Beginning in the Northwest Territory, Article VI was generally interpreted to apply on passage in 1787. Slaves in the territory before that date, therefore, remained slaves.
Many petitions were sent to Congress from pro-slavery citizens in the territory asking for relief from Article VI for economic reasons. Congress did not allow slavery, but territory officials continued to evade Article VI with indenture laws.
From extensive evidence, "it is evident that for some purposes slaves and indentured servants had the status of property - to be bought and sold and bequeathed by will." Territorial courts did, however, try cases that freed blacks wrongfully held.

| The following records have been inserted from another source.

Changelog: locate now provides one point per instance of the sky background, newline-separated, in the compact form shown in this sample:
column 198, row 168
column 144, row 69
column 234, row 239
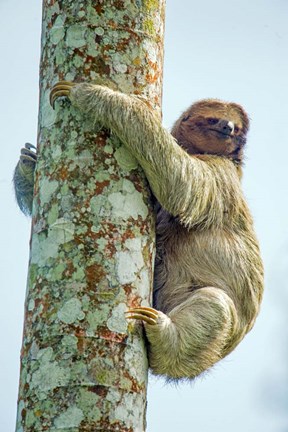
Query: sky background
column 232, row 50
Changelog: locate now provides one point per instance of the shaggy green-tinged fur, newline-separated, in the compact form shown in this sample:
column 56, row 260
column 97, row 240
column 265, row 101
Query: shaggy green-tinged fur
column 208, row 274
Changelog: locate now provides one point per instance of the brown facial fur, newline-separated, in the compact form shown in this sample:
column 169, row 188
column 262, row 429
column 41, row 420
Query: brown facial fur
column 199, row 130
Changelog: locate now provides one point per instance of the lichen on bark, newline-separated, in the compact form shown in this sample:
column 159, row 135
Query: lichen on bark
column 83, row 368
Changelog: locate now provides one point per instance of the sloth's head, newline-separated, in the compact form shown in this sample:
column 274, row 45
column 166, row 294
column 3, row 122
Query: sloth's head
column 213, row 127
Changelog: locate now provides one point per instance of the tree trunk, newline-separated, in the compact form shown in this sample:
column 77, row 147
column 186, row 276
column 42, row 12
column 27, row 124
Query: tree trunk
column 83, row 368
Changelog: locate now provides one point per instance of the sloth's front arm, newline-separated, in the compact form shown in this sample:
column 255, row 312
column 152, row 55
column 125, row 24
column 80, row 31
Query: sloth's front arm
column 184, row 185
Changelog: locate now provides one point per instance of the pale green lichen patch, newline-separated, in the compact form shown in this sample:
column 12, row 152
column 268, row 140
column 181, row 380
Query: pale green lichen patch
column 92, row 226
column 47, row 189
column 129, row 408
column 71, row 311
column 48, row 375
column 70, row 418
column 97, row 317
column 128, row 203
column 87, row 402
column 130, row 262
column 125, row 159
column 75, row 37
column 57, row 32
column 45, row 246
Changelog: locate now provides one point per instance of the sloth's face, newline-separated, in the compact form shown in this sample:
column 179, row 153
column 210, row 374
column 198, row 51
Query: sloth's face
column 214, row 127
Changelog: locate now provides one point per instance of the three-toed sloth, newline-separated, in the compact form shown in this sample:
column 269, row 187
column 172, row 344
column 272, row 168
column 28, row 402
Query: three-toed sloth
column 208, row 274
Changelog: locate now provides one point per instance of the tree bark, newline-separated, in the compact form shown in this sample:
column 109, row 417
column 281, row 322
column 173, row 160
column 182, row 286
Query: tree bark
column 83, row 368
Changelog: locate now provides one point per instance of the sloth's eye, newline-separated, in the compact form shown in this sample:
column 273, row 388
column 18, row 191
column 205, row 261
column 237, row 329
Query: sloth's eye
column 212, row 121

The 1800 federal census recorded 135 slaves and 163 free blacks in the territory. The 1810 census recorded 237 slaves and 393 free blacks.
Anti-slavery citizens gained a majority in the General Assembly after the formation of Illinois Territory in 1809 since "the eastern portion of the territory, [was] populated largely by settlers from eastern states and by those from the southern states who had emigrated because of their dislike of slavery." In December 1810, the General Assembly repealed the slave laws. It did not, however, end existing indentures, and abuses continued.
Sources: Barnhart and Riker, 355; Ewbank and Riker, 138-39; Thornbrough, 6-7, 13, 16, 17; Woollen, 83-85.
This document, signed by Peter McDonald, Coroner, is the official certification of James N. Wood and Charles Beggs as delegates from Clark County to the Vincennes convention on slavery in December 1802. This most probably is the first election by the citizens of Indiana Territory.
On November 22, 1802, Governor William Henry Harrison called for an election of delegates from the four counties for a convention in Vincennes on December 20, 1802. The convention was to consider "the propriety of repealing the sixth article" of the Northwest Ordinance, which prohibited slavery.
The convention "petition to Congress dated December 28 requested the suspension [of Article VI for ten years] on the grounds that desirable settlers were forced to move west of the Mississippi [River] because they could not bring their slaves into Indiana Territory. It was also requested that the slaves and their children that would be brought into the territory during the proposed suspension should remain slaves after the ten years had passed." Congress did not act favorably on the petition.
Petitions on the slavery question continued to be sent to Congress from Indiana Territory. In 1808, General W. Johnston, chairman of the congressional committee that had reviewed many of the petitions, presented an emotional report (excerpted following) against slavery:
"[morals and manners may be affected] when men are invested with an uncontrolled power over a number of friendless human beings held to incessant labor; when they can daily see the whip hurrying . . . the young, the aged, the infirm, the pregnant woman, and the mother with her suckling infant to their daily toil . . . when they can barter a human being with the same unfeeling indifference that they barter a horse; part the wife from her husband, and . . . the child from its mother . . . . At the very moment that the progress of reason and general benevolence is consigning slavery to its merited destination . . . must the Territory of Indiana take a retrograde step into barbarism . . . .
"your committee are of opinion that slavery cannot and ought not to be admitted into this Territory."